The story is set in pre- civil war America, it focus’ on the true story of Solomon Northup, a freeman.
Chiwetel Ejiofor (Children of men, Serenity) is captivating and genuine, hesitate to take the part I couldn’t think of a better person to be Solomon.
He wakes up one morning after a night of celebrating, enslaved and any word otherwise is beaten out of him. Torn from his home and family, sold and forced to live as a slave he finds ways to survive while trying to maintain his dignity in the face of insurmountable oppression.
With back drops of deep swamps of Louisiana with nowhere to go, God fearing men drunk on their own rights, and a lynching or hanging bound to every word. It is a harsh time to battle to survive in.
We see Solomon suffer at the hands of many kinds of men, none more than Edwin Epps, a plantation owner played by Michael Fassbender (Shame, Xmen First Class).
Fassbender is a staple of McQueen’s films and molds unrecognisably into the vicious master with terrifying ease. Edwin Epps deeply flawed self-righteous nature contrasts Solomon’s nobility.
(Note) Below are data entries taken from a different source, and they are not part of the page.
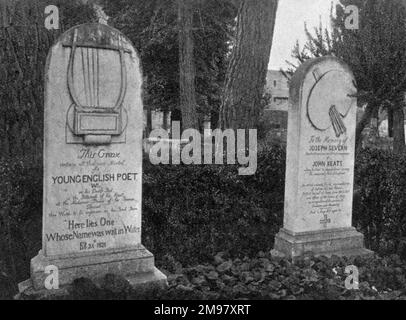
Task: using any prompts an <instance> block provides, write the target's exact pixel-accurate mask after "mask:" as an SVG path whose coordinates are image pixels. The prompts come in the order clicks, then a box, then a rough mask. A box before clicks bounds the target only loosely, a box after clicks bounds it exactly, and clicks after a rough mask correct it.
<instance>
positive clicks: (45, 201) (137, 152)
mask: <svg viewBox="0 0 406 320" xmlns="http://www.w3.org/2000/svg"><path fill="white" fill-rule="evenodd" d="M45 81H46V83H45V108H44V109H45V110H44V112H45V122H44V132H45V138H44V197H43V239H42V250H41V251H40V252H39V254H38V255H37V256H36V257H35V258H33V259H32V261H31V279H30V280H29V283H27V282H26V283H25V287H27V286H28V287H29V286H32V288H33V289H34V290H37V291H38V290H42V289H44V283H45V280H46V277H47V273H46V271H47V270H46V268H47V267H48V266H55V267H57V268H58V278H59V285H60V286H64V285H67V284H69V283H71V282H72V281H73V280H74V279H76V278H80V277H86V278H90V279H93V280H96V281H97V280H98V279H101V278H102V277H103V276H104V275H106V274H109V273H112V274H118V275H121V276H124V277H126V278H127V279H128V280H130V283H132V284H140V283H148V282H156V283H158V284H165V283H166V277H165V276H164V275H163V274H162V273H161V272H160V271H159V270H157V269H156V268H155V266H154V257H153V255H152V254H151V253H150V252H149V251H148V250H146V249H145V248H144V247H143V246H142V244H141V208H142V205H141V204H142V130H143V105H142V100H141V88H142V74H141V71H140V60H139V57H138V55H137V53H136V51H135V49H134V48H133V46H132V45H131V43H130V42H129V41H128V40H127V39H126V38H125V37H124V36H123V35H122V34H121V33H119V32H118V31H117V30H115V29H113V28H111V27H109V26H107V25H102V24H85V25H80V26H77V27H74V28H72V29H71V30H69V31H67V32H66V33H64V34H63V35H62V36H61V38H60V39H59V40H58V41H57V43H56V44H55V45H54V46H53V47H52V49H51V51H50V53H49V55H48V60H47V65H46V80H45Z"/></svg>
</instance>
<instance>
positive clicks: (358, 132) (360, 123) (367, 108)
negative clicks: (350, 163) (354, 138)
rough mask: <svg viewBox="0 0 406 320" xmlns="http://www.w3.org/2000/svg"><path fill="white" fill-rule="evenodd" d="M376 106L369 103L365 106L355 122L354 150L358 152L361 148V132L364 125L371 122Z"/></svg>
mask: <svg viewBox="0 0 406 320" xmlns="http://www.w3.org/2000/svg"><path fill="white" fill-rule="evenodd" d="M376 108H377V107H376V106H375V104H372V103H370V104H369V105H367V107H366V108H365V113H364V115H363V116H362V118H361V120H360V121H359V122H358V123H357V129H356V131H355V137H356V138H355V150H356V154H358V153H359V152H360V151H361V149H362V132H363V131H364V129H365V127H366V125H367V124H368V123H370V122H371V118H372V115H373V114H374V113H375V112H374V111H375V109H376Z"/></svg>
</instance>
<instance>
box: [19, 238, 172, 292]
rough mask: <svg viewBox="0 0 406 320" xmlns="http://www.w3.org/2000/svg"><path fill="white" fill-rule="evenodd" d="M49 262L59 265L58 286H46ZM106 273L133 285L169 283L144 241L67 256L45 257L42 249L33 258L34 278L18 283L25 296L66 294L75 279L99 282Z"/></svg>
mask: <svg viewBox="0 0 406 320" xmlns="http://www.w3.org/2000/svg"><path fill="white" fill-rule="evenodd" d="M48 266H56V267H57V268H58V279H59V290H54V289H52V290H47V289H46V288H45V280H46V278H47V276H49V274H46V273H45V268H46V267H48ZM107 274H115V275H118V276H121V277H123V278H125V279H126V280H128V282H129V283H130V285H131V286H132V287H134V288H138V287H139V288H141V287H142V288H144V287H146V286H148V287H149V288H151V287H154V286H156V287H160V288H165V287H166V286H167V277H166V276H165V275H164V274H163V273H162V272H161V271H159V270H158V269H157V268H156V267H155V263H154V256H153V254H152V253H151V252H149V251H148V250H147V249H145V248H144V247H143V246H142V245H137V246H136V247H135V248H131V249H127V250H120V251H117V250H116V251H103V252H98V253H97V254H94V255H71V256H66V257H46V256H44V255H43V253H42V250H41V251H40V252H39V254H38V255H37V256H36V257H34V258H33V259H32V260H31V278H30V279H28V280H27V281H24V282H21V283H20V284H19V292H20V294H23V295H25V296H40V297H46V296H49V295H52V296H58V295H64V294H66V292H67V291H66V289H67V287H68V286H69V285H70V284H72V282H73V281H74V280H75V279H79V278H88V279H90V280H92V281H93V282H94V283H95V284H100V282H101V281H102V279H103V278H104V276H105V275H107Z"/></svg>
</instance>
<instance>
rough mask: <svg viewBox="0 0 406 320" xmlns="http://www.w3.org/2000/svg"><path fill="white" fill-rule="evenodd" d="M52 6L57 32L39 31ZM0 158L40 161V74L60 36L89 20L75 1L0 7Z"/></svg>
mask: <svg viewBox="0 0 406 320" xmlns="http://www.w3.org/2000/svg"><path fill="white" fill-rule="evenodd" d="M50 4H52V5H56V6H58V7H59V13H60V29H59V30H47V29H46V28H45V26H44V20H45V15H44V9H45V6H46V5H50ZM0 16H1V18H0V150H1V153H0V156H3V157H4V156H11V157H15V156H21V155H26V156H28V155H29V156H34V157H39V158H41V156H42V138H43V130H42V128H43V103H44V102H43V92H44V71H45V61H46V57H47V54H48V51H49V49H50V47H51V46H52V44H53V43H54V41H55V40H56V39H57V37H58V36H59V35H60V33H61V32H63V31H65V30H67V29H68V28H70V27H72V26H74V25H76V24H79V23H84V22H90V21H92V19H94V15H93V10H92V8H91V7H90V6H88V5H83V4H82V3H80V2H78V1H68V2H67V1H62V0H53V1H50V0H15V1H12V0H6V1H2V2H0Z"/></svg>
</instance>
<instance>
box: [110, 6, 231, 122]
mask: <svg viewBox="0 0 406 320" xmlns="http://www.w3.org/2000/svg"><path fill="white" fill-rule="evenodd" d="M104 7H105V9H106V13H107V14H108V15H109V16H111V21H110V24H111V25H112V26H113V27H116V28H118V29H119V30H121V31H122V32H123V33H124V34H126V35H127V36H128V37H129V38H130V39H131V40H132V42H133V43H134V45H135V47H136V48H137V49H138V51H139V53H140V56H141V60H142V66H143V71H144V76H145V83H144V89H145V92H144V104H145V106H146V107H151V108H152V109H154V110H162V111H173V110H176V109H178V108H179V105H180V99H179V94H180V88H179V42H178V34H179V29H178V28H179V24H178V7H177V1H176V0H153V1H151V0H137V1H134V0H117V1H114V2H113V1H108V2H106V3H105V4H104ZM192 9H193V27H192V36H193V41H194V50H193V52H194V54H193V58H194V65H195V68H196V78H195V85H196V100H197V113H198V115H199V117H201V116H203V115H210V114H212V113H213V114H214V118H216V113H217V112H218V109H219V106H220V101H221V90H222V86H223V82H224V76H225V71H226V67H227V62H228V53H229V42H230V38H231V36H232V31H233V27H234V24H235V22H234V18H235V16H236V8H235V7H234V5H233V2H232V1H231V0H226V1H221V0H196V1H194V5H193V8H192Z"/></svg>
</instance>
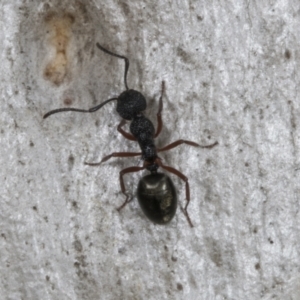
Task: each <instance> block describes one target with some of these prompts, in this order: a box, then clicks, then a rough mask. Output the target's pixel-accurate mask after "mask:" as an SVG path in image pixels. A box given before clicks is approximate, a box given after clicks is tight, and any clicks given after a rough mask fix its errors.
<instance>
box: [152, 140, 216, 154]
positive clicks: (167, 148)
mask: <svg viewBox="0 0 300 300" xmlns="http://www.w3.org/2000/svg"><path fill="white" fill-rule="evenodd" d="M181 144H187V145H190V146H194V147H200V148H208V149H211V148H213V147H214V146H216V145H218V142H215V143H213V144H211V145H207V146H202V145H199V144H197V143H195V142H192V141H186V140H178V141H176V142H174V143H171V144H169V145H167V146H165V147H163V148H160V149H158V150H157V152H162V151H167V150H170V149H173V148H175V147H177V146H179V145H181Z"/></svg>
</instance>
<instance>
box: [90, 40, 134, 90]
mask: <svg viewBox="0 0 300 300" xmlns="http://www.w3.org/2000/svg"><path fill="white" fill-rule="evenodd" d="M96 46H97V47H98V48H99V49H100V50H102V51H103V52H105V53H107V54H110V55H112V56H115V57H118V58H122V59H124V60H125V72H124V84H125V87H126V90H127V91H128V85H127V72H128V69H129V60H128V58H127V57H125V56H122V55H119V54H116V53H113V52H110V51H108V50H107V49H105V48H103V47H102V46H101V45H100V44H99V43H96Z"/></svg>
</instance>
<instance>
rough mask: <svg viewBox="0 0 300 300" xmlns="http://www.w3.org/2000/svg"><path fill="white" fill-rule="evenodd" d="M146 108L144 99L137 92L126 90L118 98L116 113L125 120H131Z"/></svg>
mask: <svg viewBox="0 0 300 300" xmlns="http://www.w3.org/2000/svg"><path fill="white" fill-rule="evenodd" d="M146 107H147V103H146V99H145V97H144V96H143V95H142V94H141V93H140V92H138V91H135V90H126V91H124V92H123V93H122V94H121V95H120V96H119V97H118V102H117V112H118V113H119V115H120V116H121V117H122V118H123V119H125V120H132V119H133V117H134V116H136V115H137V114H139V113H141V112H142V111H144V110H145V109H146Z"/></svg>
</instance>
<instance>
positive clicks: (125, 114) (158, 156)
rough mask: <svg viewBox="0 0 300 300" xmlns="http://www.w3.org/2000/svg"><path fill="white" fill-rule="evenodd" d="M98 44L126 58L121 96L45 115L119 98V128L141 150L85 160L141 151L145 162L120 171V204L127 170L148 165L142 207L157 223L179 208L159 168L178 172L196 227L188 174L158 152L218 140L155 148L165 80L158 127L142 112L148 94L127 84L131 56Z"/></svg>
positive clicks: (143, 209)
mask: <svg viewBox="0 0 300 300" xmlns="http://www.w3.org/2000/svg"><path fill="white" fill-rule="evenodd" d="M96 45H97V47H98V48H99V49H100V50H102V51H103V52H105V53H107V54H109V55H112V56H114V57H118V58H121V59H124V61H125V72H124V84H125V88H126V90H125V91H124V92H122V93H121V94H120V95H119V96H118V97H114V98H110V99H108V100H106V101H104V102H102V103H101V104H99V105H97V106H95V107H92V108H90V109H88V110H84V109H77V108H59V109H54V110H51V111H49V112H48V113H46V114H45V115H44V119H45V118H47V117H49V116H50V115H53V114H55V113H58V112H65V111H76V112H84V113H93V112H95V111H97V110H98V109H100V108H101V107H103V106H104V105H105V104H107V103H109V102H111V101H115V100H116V101H117V112H118V113H119V115H120V116H121V117H122V121H121V122H120V124H119V126H118V127H117V130H118V131H119V132H120V133H121V134H122V135H123V136H124V137H125V138H126V139H128V140H131V141H137V142H138V143H139V146H140V148H141V152H114V153H112V154H110V155H107V156H105V157H104V158H102V160H101V161H100V162H99V163H85V164H86V165H89V166H98V165H100V164H101V163H103V162H105V161H107V160H108V159H110V158H111V157H134V156H138V155H142V159H143V161H144V163H143V166H142V167H139V166H134V167H129V168H126V169H124V170H122V171H121V172H120V186H121V190H122V193H123V194H124V195H125V196H126V199H125V201H124V203H123V204H122V205H121V206H120V207H119V208H118V210H119V211H120V210H121V209H122V208H123V207H124V206H125V205H126V204H127V203H128V202H129V201H130V200H131V199H130V197H129V195H128V194H127V193H126V189H125V184H124V179H123V176H124V175H125V174H127V173H133V172H138V171H142V170H144V169H147V170H148V171H150V173H151V174H149V175H147V176H144V177H143V178H142V179H141V180H140V182H139V184H138V191H137V196H138V200H139V203H140V206H141V208H142V210H143V211H144V213H145V215H146V216H147V217H148V218H149V219H150V220H151V221H153V222H154V223H157V224H166V223H168V222H169V221H171V219H172V218H173V217H174V215H175V212H176V208H177V196H176V190H175V187H174V184H173V182H172V180H171V179H170V177H168V176H167V175H165V174H163V173H158V172H157V170H158V168H159V167H161V168H163V169H165V170H166V171H168V172H170V173H173V174H175V175H177V176H178V177H179V178H180V179H182V180H183V181H184V182H185V192H186V205H185V207H184V208H183V207H182V206H180V208H181V210H182V211H183V213H184V215H185V216H186V218H187V221H188V223H189V225H190V226H191V227H193V223H192V221H191V219H190V217H189V214H188V212H187V207H188V205H189V202H190V187H189V182H188V178H187V177H186V176H185V175H184V174H182V173H181V172H180V171H178V170H176V169H174V168H172V167H170V166H166V165H164V164H163V163H162V160H161V158H160V157H159V156H158V155H157V153H158V152H163V151H167V150H170V149H173V148H175V147H177V146H179V145H181V144H187V145H190V146H194V147H201V148H212V147H214V146H216V145H217V144H218V142H215V143H213V144H211V145H207V146H201V145H199V144H197V143H195V142H191V141H186V140H178V141H176V142H173V143H171V144H169V145H167V146H165V147H163V148H156V146H155V143H154V139H155V138H156V137H158V135H159V134H160V132H161V130H162V126H163V122H162V117H161V112H162V109H163V102H162V98H163V94H164V91H165V84H164V82H162V87H161V95H160V99H159V106H158V112H157V123H158V125H157V128H156V131H155V129H154V126H153V124H152V122H151V121H150V120H149V119H147V118H146V117H145V116H144V115H143V111H144V110H145V109H146V107H147V103H146V99H145V97H144V96H143V95H142V94H141V93H140V92H138V91H135V90H132V89H129V88H128V85H127V73H128V69H129V60H128V58H127V57H125V56H122V55H118V54H116V53H113V52H111V51H109V50H107V49H105V48H103V47H102V46H101V45H99V44H98V43H97V44H96ZM126 120H128V121H131V124H130V133H128V132H126V131H124V130H123V128H122V127H123V126H124V125H125V123H126Z"/></svg>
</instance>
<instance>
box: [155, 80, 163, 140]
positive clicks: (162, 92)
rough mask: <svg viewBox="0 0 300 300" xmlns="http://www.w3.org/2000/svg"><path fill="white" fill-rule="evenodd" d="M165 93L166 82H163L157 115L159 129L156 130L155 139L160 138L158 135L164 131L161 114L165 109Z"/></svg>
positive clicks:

Will Solomon manage to regain his freedom and will he ever see his family again? Steve McQueen makes films that make you ponder and experience the pain and struggle of others in situations you could not imagine yourself in. With an unflinching eye he makes you look for just a little too long, enough for an unsettled feeling to creep in and demand your undivided attention.
12 Years a Slave is not a happy film, but an important one that I recommend without a doubt. It is brutally thought provoking, emotionally intense and devastatingly visceral. It is up for a mountain of film awards and it deserves all of them.